Terrorism and the Law

Columbus State University has been blessed by the Richard R. Hallock Foundation providing the funding for the Political Science Department to host a series of thoughtprovoking lectures on issues important to all of us today. On Oct. 30, Professor Jeffrey Addicott from the St. Mary’s University School of Law spoke about terrorism and the law. Professor Addicott is the Director of the Center for Terrorism Law at St. Mary’s. He is also a retired Army officer.

I found his comments very interesting and refreshing.

Professor Addicott noted that no other law school, much to his surprise, has been willing to establish an organization like the Center for Terrorism Law to help the government determine how best to apply United States and international law to the situation we now face with radical Islamists trying to kill us.

He agreed that we are in a war and that the Congress and Supreme Court in the language of funding authorizations and decisions, even if not in line with administration requests, have agreed that we are in a war.

A declaration of war is not necessary and has rarely been applied to wartime situations.

I’m certain I have the numbers wrong, but Professor Addicott indicated that our nation has used military force in war over 200 times but has only had five declarations of war. In the other instances, Congress issued an authorization for the use of force just as it did for operations in Afghanistan and Iraq.

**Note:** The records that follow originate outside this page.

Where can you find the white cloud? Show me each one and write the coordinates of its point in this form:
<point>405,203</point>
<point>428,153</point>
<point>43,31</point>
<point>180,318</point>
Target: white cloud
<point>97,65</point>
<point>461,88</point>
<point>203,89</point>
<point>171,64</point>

The description of the conditions at Guantanamo Bay was very interesting. Professor Addicott has visited many times. He remarked that the reports of torture are untrue and that we should expect that.

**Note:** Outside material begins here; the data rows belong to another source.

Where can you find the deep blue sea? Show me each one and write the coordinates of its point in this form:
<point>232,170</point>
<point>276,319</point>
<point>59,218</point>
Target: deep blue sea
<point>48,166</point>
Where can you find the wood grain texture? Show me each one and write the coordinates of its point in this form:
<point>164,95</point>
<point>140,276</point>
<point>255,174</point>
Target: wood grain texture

The detainees are not our friends. After all, they want to kill us. I’ve written about that before in this newspaper.

Read al-Qaida’s pronouncements. Unless we Americans adopt their radical beliefs, the members of al-Qaida and any associated group will not rest until we are dead.

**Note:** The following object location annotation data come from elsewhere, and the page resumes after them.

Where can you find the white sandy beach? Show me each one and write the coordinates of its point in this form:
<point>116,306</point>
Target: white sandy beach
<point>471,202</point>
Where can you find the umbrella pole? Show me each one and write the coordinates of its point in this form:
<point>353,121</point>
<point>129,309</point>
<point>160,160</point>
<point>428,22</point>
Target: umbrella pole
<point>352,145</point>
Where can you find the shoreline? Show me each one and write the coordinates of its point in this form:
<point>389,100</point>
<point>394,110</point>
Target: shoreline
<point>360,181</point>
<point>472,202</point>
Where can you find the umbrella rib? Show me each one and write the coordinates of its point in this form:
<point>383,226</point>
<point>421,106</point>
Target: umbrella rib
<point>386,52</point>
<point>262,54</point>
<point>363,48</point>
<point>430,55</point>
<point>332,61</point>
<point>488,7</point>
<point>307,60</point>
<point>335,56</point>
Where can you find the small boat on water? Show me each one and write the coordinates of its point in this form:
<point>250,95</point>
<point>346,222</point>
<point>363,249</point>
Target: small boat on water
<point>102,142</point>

Therefore, why would someone like that be at all concerned about telling the truth? They lie, pure and simple. Makes sense to me.

Did you know that we’ve released over 500 detainees and about 15 percent of them have been discovered back on the battlefield once again trying to kill Americans? One was even a suicide bomber. Professor Addicott said that there are only about 240 detainees left in the detention facility at Guantanamo.

However, there are about 60 people who we want to release because we no longer view them as direct threats to the United States. Unfortunately their home countries will not accept them and we have been unable to find a substitute home.

One federal judge has ordered that we (yes, the United States) accept some of them as residents. Wow. That will sure help real estate values someplace. Do you want some of these folks to move next door?

Regardless of what you may think of Professor Addicott’s (or my) views, I recommend that you check out CSU’s Hallock lecture series. The lecturers bring interesting views about something relevant to life today. They’ll stir your thinking along the way.